Yeah, yeah. So, I left a couple of tiny turds outside – WAY OUTSIDE – my main litter box in the family room. Mama doesn’t get it yet. How long does it take her to understand that my wet food must be FRESH. That means, Mama dearest, nothing older than 1 day. You dig? Who do you think you are? But no, that’s the wrong question. Who do you think I am?
Listen up, Mameleh! I am a discerning gourmet foodie feline. You brought me up to eat nothing but the best, kosher, kitty food, right? So, now that I’m a 17-year-old senior with God knows how many more lives or days to live – you feed me day-old drekh, as if I were porch kitties like Sox, Binx, Nero, or Mittens, the latest immigrant kitty from next door.
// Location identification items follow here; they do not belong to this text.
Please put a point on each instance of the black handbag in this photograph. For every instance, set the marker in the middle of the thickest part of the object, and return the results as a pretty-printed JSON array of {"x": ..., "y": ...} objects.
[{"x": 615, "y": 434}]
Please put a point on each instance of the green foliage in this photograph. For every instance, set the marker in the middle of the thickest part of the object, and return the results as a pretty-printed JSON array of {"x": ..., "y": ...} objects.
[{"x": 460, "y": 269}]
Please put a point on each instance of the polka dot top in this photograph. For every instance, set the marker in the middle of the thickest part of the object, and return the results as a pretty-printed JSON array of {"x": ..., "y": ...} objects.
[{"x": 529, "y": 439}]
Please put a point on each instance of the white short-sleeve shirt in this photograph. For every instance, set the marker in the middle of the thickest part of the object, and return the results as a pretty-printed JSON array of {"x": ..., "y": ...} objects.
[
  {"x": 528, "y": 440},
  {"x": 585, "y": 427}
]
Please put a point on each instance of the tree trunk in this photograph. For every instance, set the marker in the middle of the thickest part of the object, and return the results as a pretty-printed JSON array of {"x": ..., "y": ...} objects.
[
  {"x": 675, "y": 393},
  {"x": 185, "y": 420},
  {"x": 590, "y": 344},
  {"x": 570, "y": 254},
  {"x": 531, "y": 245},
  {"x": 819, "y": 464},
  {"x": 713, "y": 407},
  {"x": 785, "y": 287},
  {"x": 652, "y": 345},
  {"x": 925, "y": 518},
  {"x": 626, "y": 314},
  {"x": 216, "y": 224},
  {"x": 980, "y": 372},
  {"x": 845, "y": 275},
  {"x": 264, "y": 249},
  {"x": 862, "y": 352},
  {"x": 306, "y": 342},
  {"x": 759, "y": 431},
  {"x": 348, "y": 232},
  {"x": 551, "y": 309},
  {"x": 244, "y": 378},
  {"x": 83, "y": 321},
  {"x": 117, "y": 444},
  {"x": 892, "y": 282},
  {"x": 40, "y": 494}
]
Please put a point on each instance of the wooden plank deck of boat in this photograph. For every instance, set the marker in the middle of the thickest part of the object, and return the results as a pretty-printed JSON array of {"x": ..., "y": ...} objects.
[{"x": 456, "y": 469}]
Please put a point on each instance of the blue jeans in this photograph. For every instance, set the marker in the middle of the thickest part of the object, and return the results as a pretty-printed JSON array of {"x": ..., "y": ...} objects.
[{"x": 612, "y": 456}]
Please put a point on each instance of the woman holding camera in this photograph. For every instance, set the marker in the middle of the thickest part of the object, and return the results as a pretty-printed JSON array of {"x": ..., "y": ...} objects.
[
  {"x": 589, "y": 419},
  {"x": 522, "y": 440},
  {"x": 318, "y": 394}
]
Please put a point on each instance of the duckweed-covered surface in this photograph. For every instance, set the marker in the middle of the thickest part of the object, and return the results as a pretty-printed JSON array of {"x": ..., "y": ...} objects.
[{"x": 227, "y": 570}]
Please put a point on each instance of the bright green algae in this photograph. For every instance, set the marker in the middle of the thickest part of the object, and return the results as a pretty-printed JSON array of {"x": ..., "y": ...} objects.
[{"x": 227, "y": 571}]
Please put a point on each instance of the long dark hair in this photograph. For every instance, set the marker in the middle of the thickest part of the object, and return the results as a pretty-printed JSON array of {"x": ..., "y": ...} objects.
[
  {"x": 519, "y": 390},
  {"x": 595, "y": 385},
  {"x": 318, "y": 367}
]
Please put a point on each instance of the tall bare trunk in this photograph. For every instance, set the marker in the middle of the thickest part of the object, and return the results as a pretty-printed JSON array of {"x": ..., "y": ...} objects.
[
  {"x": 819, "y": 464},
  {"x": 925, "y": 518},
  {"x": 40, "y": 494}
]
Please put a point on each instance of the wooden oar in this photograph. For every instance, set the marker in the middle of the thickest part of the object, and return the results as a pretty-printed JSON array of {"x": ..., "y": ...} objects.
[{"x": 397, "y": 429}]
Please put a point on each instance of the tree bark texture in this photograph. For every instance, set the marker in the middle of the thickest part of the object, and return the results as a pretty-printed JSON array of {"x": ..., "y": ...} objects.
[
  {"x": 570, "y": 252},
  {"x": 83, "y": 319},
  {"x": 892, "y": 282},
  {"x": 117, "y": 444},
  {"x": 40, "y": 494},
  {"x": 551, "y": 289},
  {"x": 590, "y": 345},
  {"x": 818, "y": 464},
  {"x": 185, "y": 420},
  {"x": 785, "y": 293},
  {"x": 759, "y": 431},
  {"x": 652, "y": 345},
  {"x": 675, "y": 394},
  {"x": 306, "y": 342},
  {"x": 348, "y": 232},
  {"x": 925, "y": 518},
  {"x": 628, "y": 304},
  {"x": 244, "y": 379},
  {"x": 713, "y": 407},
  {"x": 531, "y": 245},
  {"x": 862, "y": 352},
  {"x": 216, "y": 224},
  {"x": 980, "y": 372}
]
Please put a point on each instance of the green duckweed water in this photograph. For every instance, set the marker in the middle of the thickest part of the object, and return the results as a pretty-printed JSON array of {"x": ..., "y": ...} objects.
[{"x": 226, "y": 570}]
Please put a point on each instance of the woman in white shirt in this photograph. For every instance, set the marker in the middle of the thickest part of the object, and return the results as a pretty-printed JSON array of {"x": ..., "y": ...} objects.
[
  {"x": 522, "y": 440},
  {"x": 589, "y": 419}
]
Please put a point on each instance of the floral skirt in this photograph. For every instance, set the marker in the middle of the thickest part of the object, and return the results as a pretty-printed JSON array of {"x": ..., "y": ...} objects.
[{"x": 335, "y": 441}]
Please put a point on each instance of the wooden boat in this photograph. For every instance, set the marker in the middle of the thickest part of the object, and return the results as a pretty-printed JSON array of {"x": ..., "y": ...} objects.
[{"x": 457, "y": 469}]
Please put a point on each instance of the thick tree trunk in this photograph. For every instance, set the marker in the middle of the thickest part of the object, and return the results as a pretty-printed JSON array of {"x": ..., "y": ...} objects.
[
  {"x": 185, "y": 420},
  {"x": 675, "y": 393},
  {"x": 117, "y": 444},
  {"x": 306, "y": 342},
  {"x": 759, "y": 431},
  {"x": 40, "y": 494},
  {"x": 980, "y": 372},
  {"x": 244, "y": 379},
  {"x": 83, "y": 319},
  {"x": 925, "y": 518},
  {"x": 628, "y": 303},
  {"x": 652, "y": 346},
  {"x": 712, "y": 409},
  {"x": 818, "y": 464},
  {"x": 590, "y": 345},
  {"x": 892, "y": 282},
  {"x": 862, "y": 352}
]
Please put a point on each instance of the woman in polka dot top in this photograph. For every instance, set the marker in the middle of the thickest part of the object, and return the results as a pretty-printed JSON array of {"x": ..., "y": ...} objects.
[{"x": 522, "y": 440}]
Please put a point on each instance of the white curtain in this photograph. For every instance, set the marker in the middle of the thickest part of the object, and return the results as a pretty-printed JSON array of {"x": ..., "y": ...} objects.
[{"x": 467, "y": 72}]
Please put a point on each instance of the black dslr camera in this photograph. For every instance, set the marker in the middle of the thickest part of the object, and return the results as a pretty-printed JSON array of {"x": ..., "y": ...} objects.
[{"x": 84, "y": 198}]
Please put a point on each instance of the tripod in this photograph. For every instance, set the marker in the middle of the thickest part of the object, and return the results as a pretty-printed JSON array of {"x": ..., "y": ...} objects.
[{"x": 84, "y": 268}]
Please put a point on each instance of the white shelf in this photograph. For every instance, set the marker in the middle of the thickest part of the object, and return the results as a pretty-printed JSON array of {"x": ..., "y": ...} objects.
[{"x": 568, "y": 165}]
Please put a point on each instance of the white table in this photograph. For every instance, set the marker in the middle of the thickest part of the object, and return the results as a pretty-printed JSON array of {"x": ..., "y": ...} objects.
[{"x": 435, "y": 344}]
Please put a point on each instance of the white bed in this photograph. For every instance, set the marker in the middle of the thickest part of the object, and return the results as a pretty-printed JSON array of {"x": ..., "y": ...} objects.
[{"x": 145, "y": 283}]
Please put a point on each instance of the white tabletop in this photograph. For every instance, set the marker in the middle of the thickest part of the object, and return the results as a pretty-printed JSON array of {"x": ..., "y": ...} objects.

Give the day-old fresh to them. They don’t know the difference. How would you like it, if you went to one of those places you go to with the Old Man, and they fed you old food that had maggots in it. How would you feel? I’m surprised at you, Mama. I know how much you hate ageism, especially against women your age. But you don’t see or smell the ageism you’re showing against me, your precious indoor kitty, the queen of queens, the tortie one, praised be me!
Ok, ok. I forgive you. Here, let me wiggle my ears, to show you I know how much you love me, our old code. So, let’s start over- fresh, right now, at 14:30. I said FRESH, Mama. In clean bowls. No more drekh. You got it, I’m sure.